Amnesty International notes that more than 10,000 people have been detained following the failed coup attempt.

The organization’s Europe director John Dalhuisen declared:

Reports of abuse including beatings and rape in detention are extremely alarming, especially given the scale of detentions that we have seen in the past week. The grim details that we have documented are just a snapshot of the abuses that might be happening in places of detention.

It is absolutely imperative that the Turkish authorities halt these abhorrent practices and allow international monitors to visit all these detainees in the places they are being held…

Despite chilling images and videos of torture that have been widely broadcast across the country, the government has remained conspicuously silent on the abuse. Failing to condemn ill-treatment or torture in these circumstances is tantamount to condoning it.

Erdogan and his supporters in parliament have imposed a three-month state of emergency that reportedly started Friday, as U.S. President Barack Obama warned the Erdogan government against “overreaction.”

The state of emergency has allowed Erdogan to prolong detention times from four to a maximum of 30 days and issue decrees to tighten his grip on Turkey.

Amnesty International learned about the conditions prisoners were being held in by the Erdogan government from lawyers, doctors and a person on duty in a detention facility.

It reports:

The organization heard multiple reports of detainees being held in unofficial locations such as sports centers and a [horse] stable…

Two lawyers in Ankara working on behalf of detainees told Amnesty International that detainees said they witnessed senior military officers in detention being raped with a truncheon or finger by police officers…

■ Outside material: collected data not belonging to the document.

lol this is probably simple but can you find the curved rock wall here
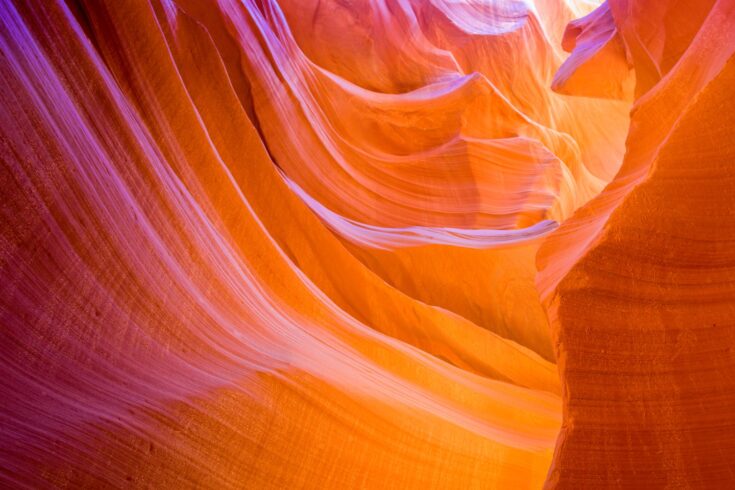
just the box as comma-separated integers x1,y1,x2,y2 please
1,0,732,488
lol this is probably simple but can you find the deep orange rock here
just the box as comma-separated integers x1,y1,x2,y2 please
539,0,735,487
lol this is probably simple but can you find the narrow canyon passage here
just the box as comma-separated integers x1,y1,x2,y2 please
1,1,733,488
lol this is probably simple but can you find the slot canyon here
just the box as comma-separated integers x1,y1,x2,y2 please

[One] interviewee heard one police doctor on duty say: ‘Let him die. We will say he came to us dead.’

At least 300 of the detainees showed signs of having been beaten. Some detainees had visible bruises, cuts, or broken bones. Around 40 were so badly injured they could not walk. Two were unable to stand. One woman who was also detained in a separate facility there had bruising on her face and torso…

Higher-ranking military officers were reportedly treated the worst. The coup attempt was led by segments of the Turkish military, which considers itself the guardian of the country’s secular constitution.

Amnesty International condemned the treatment of prisoners and journalists in the wake of the coup attempt.

The human rights group notes:

Amnesty International also learned that the [Turkish] authorities arbitrarily blocked access to news websites in the days following the coup attempt as well as revoking the licenses of other media houses. Dozens of individual journalists have also had their press cards cancelled.